Every community has its collective memories, joyous and horrid, and every significant public act has a way of being absorbed by, folded into, a community's collective memory in some lasting way. This is why the billboards lining Atlanta's highways, at least 80 of them picturing terrified-looking black boys under the banner Black Children Are an Endangered Species is remarkably vicious.

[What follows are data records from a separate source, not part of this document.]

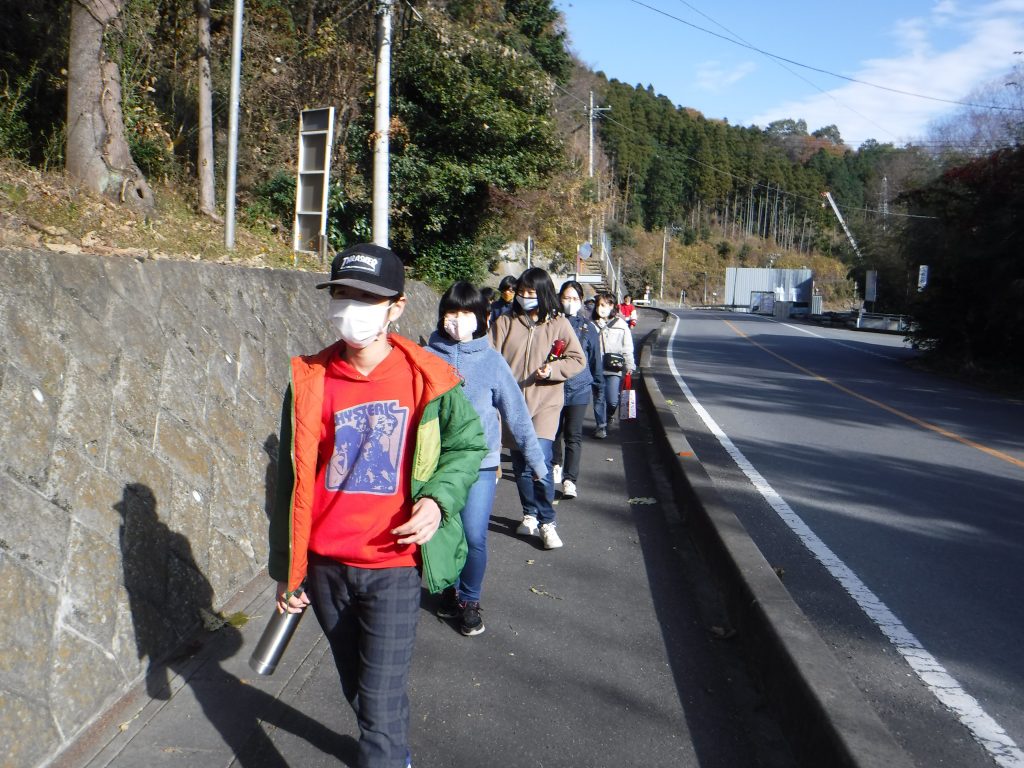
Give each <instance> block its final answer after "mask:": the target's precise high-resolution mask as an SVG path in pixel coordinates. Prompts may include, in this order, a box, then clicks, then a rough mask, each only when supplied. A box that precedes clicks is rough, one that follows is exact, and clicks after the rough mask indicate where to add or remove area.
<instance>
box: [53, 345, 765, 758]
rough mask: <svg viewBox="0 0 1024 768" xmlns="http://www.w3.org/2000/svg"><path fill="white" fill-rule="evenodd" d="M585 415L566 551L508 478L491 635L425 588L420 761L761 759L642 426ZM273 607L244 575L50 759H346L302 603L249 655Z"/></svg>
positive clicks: (342, 745)
mask: <svg viewBox="0 0 1024 768" xmlns="http://www.w3.org/2000/svg"><path fill="white" fill-rule="evenodd" d="M641 330H642V329H641ZM638 338H639V336H638ZM592 427H593V421H592V419H590V420H589V421H588V425H587V434H588V437H586V438H585V443H584V451H585V453H584V463H583V469H582V472H581V478H580V481H579V498H578V499H575V500H566V501H561V502H559V503H558V506H557V508H556V509H557V513H558V527H559V531H560V534H561V536H562V539H563V540H564V542H565V546H564V548H563V549H561V550H556V551H550V552H549V551H545V550H544V549H542V548H541V545H540V540H539V539H525V538H522V537H517V536H516V535H515V534H514V529H515V526H516V525H517V523H518V522H519V520H520V518H521V513H520V510H519V506H518V497H517V495H516V490H515V484H514V482H512V480H511V478H510V477H509V476H508V475H506V476H505V477H504V478H503V479H502V480H501V481H500V484H499V489H498V496H497V501H496V507H495V512H494V515H493V517H492V520H490V532H489V562H488V567H487V575H486V580H485V583H484V588H483V597H482V601H481V605H482V608H483V620H484V623H485V625H486V631H485V632H484V633H483V634H482V635H479V636H477V637H473V638H466V637H463V636H462V635H461V634H460V633H459V630H458V626H457V623H456V621H455V620H450V621H442V620H438V618H437V617H436V616H435V615H434V612H433V611H434V607H435V605H436V602H435V601H436V598H435V597H433V596H430V595H427V594H426V593H424V597H423V609H422V613H421V618H420V624H419V629H418V639H417V649H416V657H415V662H414V667H413V670H412V678H411V684H410V694H411V700H412V716H413V720H412V732H411V745H412V751H413V762H414V765H416V766H417V767H418V768H427V767H430V768H440V767H441V766H453V767H459V768H465V767H470V766H483V765H486V766H498V767H500V768H520V767H521V768H537V767H539V766H543V767H544V768H578V767H583V766H587V767H589V768H600V767H602V766H607V767H608V768H612V767H614V768H620V767H621V766H682V767H685V766H701V768H709V766H721V767H722V768H725V767H726V766H727V767H728V768H738V767H741V766H748V765H755V764H758V761H757V759H756V758H755V752H756V750H757V749H758V748H757V744H755V743H754V739H752V738H751V735H750V733H749V729H748V727H746V726H745V725H744V723H743V722H742V720H741V718H740V717H739V716H738V715H737V709H736V703H735V700H734V696H733V695H732V692H731V687H732V685H733V684H734V681H733V680H732V678H731V673H730V672H729V669H728V664H727V663H726V664H725V666H723V660H722V652H723V651H722V648H721V646H720V645H719V644H716V643H715V642H714V640H713V639H712V638H711V635H710V633H709V632H708V628H707V627H706V625H705V621H703V620H701V618H700V616H699V615H698V610H697V607H696V605H695V602H694V597H693V593H694V587H693V585H691V584H689V583H687V573H688V572H690V571H691V570H692V569H691V568H690V569H687V568H686V567H683V565H682V564H681V562H680V552H679V539H678V537H677V536H676V535H675V532H674V530H673V522H672V515H671V514H668V512H667V510H666V509H665V508H663V506H662V504H659V503H657V497H658V495H660V496H663V497H665V496H666V494H667V493H668V486H667V484H666V483H665V482H663V481H662V480H660V479H659V478H658V476H657V473H658V465H657V459H656V457H654V456H653V455H652V453H651V452H652V451H653V449H652V438H651V433H650V429H649V426H648V425H646V424H645V423H644V422H643V420H640V421H639V422H630V423H627V424H626V425H623V426H616V428H615V429H614V430H612V432H611V435H610V437H609V439H607V440H596V439H593V438H592V437H590V436H589V434H590V430H591V429H592ZM504 468H505V470H506V471H507V470H508V469H509V465H508V463H507V462H506V463H505V464H504ZM659 488H660V489H659ZM270 610H272V585H271V583H270V582H269V580H268V579H264V580H257V581H255V582H253V584H251V585H250V586H249V587H248V588H247V589H246V590H244V591H243V592H242V593H240V595H239V596H238V597H237V598H236V600H234V601H233V602H232V604H231V605H229V606H227V609H226V611H225V612H232V611H241V612H243V613H245V614H247V615H248V616H249V617H250V621H249V622H248V623H247V624H245V625H244V626H243V627H241V628H240V629H234V628H232V627H230V626H227V627H224V628H222V629H220V630H218V631H216V632H214V633H211V634H208V635H206V636H205V637H204V638H203V639H202V647H201V648H199V649H198V651H197V652H195V654H194V655H190V656H186V657H184V658H181V659H178V660H175V662H172V663H171V664H170V666H169V670H168V671H167V672H168V674H169V679H170V680H171V686H170V690H169V691H167V692H166V693H165V694H164V697H155V698H151V697H150V696H148V694H147V693H146V691H145V689H144V687H143V686H140V687H139V689H138V690H136V691H134V692H133V693H132V694H131V695H129V696H127V697H126V698H125V699H124V700H123V701H122V702H121V703H120V705H119V707H118V708H116V709H115V710H114V711H112V712H110V713H106V714H105V715H104V717H103V718H102V719H101V721H100V722H99V723H98V724H97V725H96V727H94V728H93V729H91V730H90V732H89V734H88V735H87V737H86V738H83V739H80V741H79V743H77V744H75V746H74V748H73V749H72V750H70V751H69V752H67V753H66V754H65V755H62V756H60V757H59V758H58V759H57V761H56V762H55V763H54V768H106V767H110V768H136V767H137V768H143V767H144V768H162V767H163V766H187V767H188V768H205V767H206V766H210V767H213V766H217V767H220V766H243V767H245V768H264V767H269V766H274V767H276V766H302V767H303V768H321V767H322V766H323V767H327V766H339V765H345V766H354V765H355V760H354V756H355V739H356V738H357V734H358V730H357V727H356V724H355V721H354V718H353V716H352V714H351V711H350V710H349V708H348V706H347V705H346V703H345V701H344V699H343V698H342V696H341V690H340V686H339V683H338V679H337V674H336V671H335V667H334V662H333V659H332V657H331V654H330V652H329V650H328V646H327V643H326V641H325V640H324V638H323V636H322V635H321V632H319V628H318V626H317V624H316V622H315V618H314V617H313V616H312V614H311V613H310V614H309V615H307V616H305V617H304V620H303V622H302V624H301V625H300V627H299V630H298V632H297V633H296V636H295V637H294V639H293V641H292V645H291V647H290V648H289V649H288V652H287V653H286V655H285V657H284V658H283V660H282V663H281V665H280V666H279V668H278V670H276V672H275V673H274V674H273V675H272V676H269V677H259V676H257V675H256V674H255V673H253V672H252V671H251V670H250V669H249V667H248V657H249V654H250V653H251V651H252V648H253V647H254V646H255V643H256V641H257V640H258V637H259V634H260V633H261V631H262V629H263V626H264V625H265V623H266V620H267V617H268V615H269V611H270ZM726 652H728V651H726Z"/></svg>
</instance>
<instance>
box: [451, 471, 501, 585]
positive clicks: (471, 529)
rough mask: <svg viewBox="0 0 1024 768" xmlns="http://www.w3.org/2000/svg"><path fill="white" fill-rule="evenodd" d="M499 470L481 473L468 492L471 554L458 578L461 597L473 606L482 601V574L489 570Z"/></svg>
mask: <svg viewBox="0 0 1024 768" xmlns="http://www.w3.org/2000/svg"><path fill="white" fill-rule="evenodd" d="M496 470H497V467H496V468H495V469H481V470H480V476H479V477H478V478H477V480H476V482H474V483H473V486H472V487H471V488H470V489H469V496H468V497H467V499H466V506H465V507H463V508H462V526H463V528H465V529H466V544H468V545H469V554H468V555H467V556H466V564H465V565H464V566H463V568H462V575H460V577H459V597H460V599H462V600H465V601H466V602H470V603H478V602H480V591H481V590H482V589H483V571H484V570H486V569H487V522H488V521H489V520H490V510H492V509H494V506H495V493H496V492H497V489H498V486H497V479H498V473H497V471H496Z"/></svg>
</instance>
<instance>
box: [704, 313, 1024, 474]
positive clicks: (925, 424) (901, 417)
mask: <svg viewBox="0 0 1024 768" xmlns="http://www.w3.org/2000/svg"><path fill="white" fill-rule="evenodd" d="M722 322H723V323H725V325H727V326H728V327H729V328H731V329H732V330H733V332H734V333H735V334H736V335H737V336H740V337H742V338H744V339H746V341H748V342H750V343H751V344H753V345H754V346H756V347H757V348H758V349H760V350H762V351H764V352H767V353H768V354H770V355H771V356H772V357H775V358H776V359H779V360H782V362H784V364H785V365H787V366H792V367H793V368H795V369H797V370H798V371H802V372H803V373H805V374H807V375H808V376H810V377H811V378H812V379H817V380H818V381H820V382H823V383H825V384H828V385H829V386H833V387H836V389H838V390H840V391H841V392H845V393H846V394H848V395H850V396H851V397H856V398H857V399H858V400H863V401H864V402H867V403H869V404H871V406H874V407H876V408H880V409H882V410H883V411H886V412H888V413H890V414H892V415H893V416H898V417H899V418H900V419H904V420H906V421H908V422H910V423H911V424H915V425H916V426H919V427H921V428H922V429H927V430H930V431H932V432H935V433H936V434H940V435H942V436H943V437H948V438H949V439H950V440H956V442H959V443H963V444H964V445H968V446H970V447H973V449H975V450H976V451H980V452H981V453H983V454H988V455H989V456H991V457H993V458H995V459H998V460H999V461H1005V462H1006V463H1007V464H1013V465H1014V466H1015V467H1019V468H1021V469H1024V461H1021V460H1020V459H1016V458H1014V457H1012V456H1010V455H1009V454H1005V453H1002V452H1001V451H996V450H995V449H991V447H988V446H987V445H982V444H981V443H980V442H975V441H974V440H971V439H968V438H967V437H963V436H962V435H958V434H956V433H955V432H950V431H949V430H948V429H945V428H943V427H940V426H938V425H936V424H930V423H929V422H927V421H922V420H921V419H918V418H916V417H913V416H910V414H906V413H904V412H902V411H900V410H899V409H895V408H893V407H892V406H887V404H886V403H884V402H880V401H879V400H876V399H872V398H871V397H867V396H866V395H862V394H860V393H859V392H854V391H853V390H852V389H850V388H848V387H844V386H843V385H842V384H840V383H838V382H835V381H833V380H831V379H829V378H827V377H824V376H821V375H820V374H816V373H814V372H813V371H811V370H810V369H808V368H804V367H803V366H801V365H798V364H796V362H794V361H793V360H791V359H787V358H785V357H783V356H782V355H780V354H778V353H777V352H773V351H772V350H770V349H769V348H768V347H766V346H765V345H764V344H759V343H758V342H756V341H754V339H752V338H751V337H750V336H748V335H746V334H744V333H743V332H742V331H740V330H739V329H738V328H736V327H735V326H734V325H732V323H730V322H729V321H722Z"/></svg>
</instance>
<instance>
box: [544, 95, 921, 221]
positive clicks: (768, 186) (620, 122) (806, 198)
mask: <svg viewBox="0 0 1024 768" xmlns="http://www.w3.org/2000/svg"><path fill="white" fill-rule="evenodd" d="M554 85H555V88H557V89H558V90H560V91H562V93H564V94H565V95H566V96H568V97H569V98H574V99H575V100H577V101H579V102H580V103H581V104H583V105H585V106H587V102H586V101H584V100H583V99H582V98H580V97H579V96H578V95H575V94H574V93H571V92H570V91H568V90H566V89H565V88H563V87H562V86H560V85H559V84H558V83H555V84H554ZM601 119H602V120H605V121H607V122H609V123H613V124H614V125H617V126H618V127H620V128H622V129H623V130H626V131H629V132H630V133H632V134H634V135H635V136H637V137H638V138H641V139H645V140H647V141H649V142H651V143H652V144H653V145H654V147H655V148H657V150H658V151H659V152H660V153H662V154H666V155H668V154H670V151H669V150H667V148H666V147H665V146H663V145H662V144H660V143H659V142H658V141H657V139H655V138H653V137H651V136H650V135H647V136H644V135H643V134H641V133H640V131H638V130H637V129H636V128H633V127H631V126H628V125H625V124H624V123H621V122H618V121H617V120H615V119H614V118H611V117H608V116H606V115H603V116H601ZM671 154H672V155H675V156H676V157H680V158H682V159H683V160H688V161H689V162H691V163H694V164H695V165H698V166H700V167H701V168H707V169H708V170H710V171H713V172H715V173H720V174H722V175H723V176H728V177H729V178H732V179H735V180H736V181H741V182H743V183H744V184H746V185H748V186H750V187H752V188H761V189H765V190H767V191H771V190H772V189H773V188H774V191H775V193H776V194H777V195H778V194H780V195H782V196H783V197H787V198H793V199H796V200H805V201H808V202H810V203H814V204H816V205H819V204H820V203H821V201H820V200H819V199H817V198H812V197H810V196H809V195H801V194H799V193H793V191H787V190H782V188H781V186H776V187H772V186H771V185H770V184H763V183H761V182H760V181H755V180H754V179H751V178H746V177H745V176H739V175H737V174H735V173H732V172H731V171H726V170H723V169H722V168H718V167H717V166H713V165H711V164H710V163H705V162H703V161H701V160H697V159H696V158H694V157H691V156H689V155H686V154H685V153H682V152H679V151H678V150H673V151H671ZM846 210H848V211H857V212H859V213H877V214H880V215H881V214H882V211H880V210H878V209H874V208H853V207H851V208H847V209H846ZM886 215H888V216H897V217H900V218H907V219H935V218H937V217H936V216H924V215H921V214H915V213H893V212H892V210H890V211H889V212H888V213H887V214H886Z"/></svg>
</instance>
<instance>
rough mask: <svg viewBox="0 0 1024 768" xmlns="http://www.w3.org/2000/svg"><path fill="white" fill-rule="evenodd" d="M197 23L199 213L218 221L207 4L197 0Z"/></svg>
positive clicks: (196, 0) (208, 10)
mask: <svg viewBox="0 0 1024 768" xmlns="http://www.w3.org/2000/svg"><path fill="white" fill-rule="evenodd" d="M196 18H197V20H198V22H199V54H198V59H199V60H198V63H199V156H198V157H197V159H196V173H197V175H198V177H199V210H200V212H202V213H204V214H206V215H207V216H210V217H211V218H214V219H216V218H218V217H217V197H216V188H215V185H214V172H213V171H214V165H213V87H212V85H211V83H210V0H196Z"/></svg>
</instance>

The advertisements have been placed by Georgia Right-to- Life on the specious idea that Black women exercising their rights under Roe v Wade are committing cultural immolation, a slow communal suicide. For many in that city's black community the memory of the 1979-'81 serial murders of 29 Black boys is painfully alive. For an anti-abortion organization to play on those collective memories so perversely is both breathtakingly irresponsible and a deliberate undermining of reality for ideological ends.
It is true that Georgia's Black women have more abortions per capita than in any state save Mississippi. The Centers for Disease Control in reporting that, however, also says unequivocally that Black children are no more unusually endangered than any other children because the fertility rate (births per 1,000 women) among Black women is higher than the national average and is growing.
In other words, Choice Works, individually, collectively.
Yet the Lying-By-Numbers isn't the worst of it.
The worst aspect of this is the implication that Black mothers are either neglectful of a presumed duty or, perhaps even worse, that they are dupes of pro-choice, largely white, liberal-owned clinics--that Black women have no minds of their own. The fact is that as far back as the 1930's Atlanta's Black community approached Planned Parenthood founders asking for help because they knew that birth control was one way of clawing up from slavery-induced inter-generational poverty. This happened in Black communities throughout the country.
Of course, it's legal for Georgia Right to Life to post pretty much any inflammatorily inaccurate billboard it wants anywhere zoning allows. That it's legal hardly means it's honest or decent. It's neither.
I would ask this of my own community:
How might Jews react to an evangelical missionary organization throwing up stark billboards across Chicago, Detroit, Washington, LA, New York, and in, say, Philadelphia, featuring frightened faces of small Jewish boys and girls, terrified because Jewish adults are systematically hiding from our children the alleged truth of their potential salvation...and under the banner Jewish Children Are An Endangered Species?
Our own collective memories might then kick in, too.